José Ignacio López de Arriortúa, who worked under Jack Smith in both Europe (particularly the successful turnaround of Opel) and the United States, was poached by Volkswagen in 1993, just hours before Smith announced that López would be promoted to head of GM's North American operations. He was nicknamed Super López for his prowess in cutting costs and streamlining production at GM, although critics said that his tactics angered longtime suppliers. GM accused López of poaching staff and misappropriating trade secrets, in particular taking documents of future Opel vehicles, when he accepted a position with VW. German investigators began a probe of López and VW after prosecutors linked López to a cache of secret GM documents discovered by investigators in the apartment of two of López's VW associates.
G.M. then filed suit in a United States District Court in Detroit, using part of the Racketeer Influenced and Corrupt Organizations Act, which left VW open to triple damages (billions of dollars) if the charges were proved in court. VW, faced with a plummeting stock price, eventually forced López to resign. GM and Volkswagen since reached a civil settlement, in which Volkswagen agreed to pay GM $100 million and to buy $1 billion worth of parts from GM.
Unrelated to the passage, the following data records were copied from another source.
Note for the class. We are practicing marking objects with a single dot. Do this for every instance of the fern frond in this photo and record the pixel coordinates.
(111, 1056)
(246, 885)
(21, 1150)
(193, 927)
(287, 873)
After GM's lay-offs in Flint, Michigan, a strike began at the General Motors parts factory in Flint on June 5, 1998, which quickly spread to five other assembly plants and lasted seven weeks. Because of the significant role GM plays in the United States, the strikes and temporary idling of many plants noticeably showed in national economic indicators.

In the early 1990s, following the first Gulf War and a recession, GM had taken on more debt. By the late 1990s, GM had regained market share; its stock had soared to over $80 a share by 2000, peaking at $93.63 a share on April 28 and $50 billion capitalization. However, in 2001, the stock market drop following the September 11, 2001 attacks, combined with historic pension underfunding, caused a severe pension and benefit fund crisis at GM and many other American companies and the value of their pension funds plummeted.

===Production of SUVs and trucks vs. cars===
In the late 1990s, the U.S. economy was on the rise and GM and Ford gained market share producing enormous profits primarily from the sale of light trucks and sport-utility vehicles.

In 2001, following the September 11th attacks, a severe stock market decline caused a pension and benefit fund underfunding crisis.
GM began its Keep America Rolling campaign, which boosted sales, and other auto makers were forced to follow suit. The U.S. automakers saw sales increase to leverage costs as gross margins deteriorated.

In 2004, GM redirected resources from the development of new sedans to an accelerated refurbishment of their light trucks and SUVs for introduction as 2007 models in early 2006. Shortly after this decision, fuel prices increased by over 50% and this in turn affected both the trade-in value of used vehicles and the perceived desirability of new offerings in these market segments. The current marketing plan is to tout these revised vehicles extensively as offering the best fuel economy in their class (of vehicle). GM claims its hybrid trucks will have fuel economy improvements of 25%.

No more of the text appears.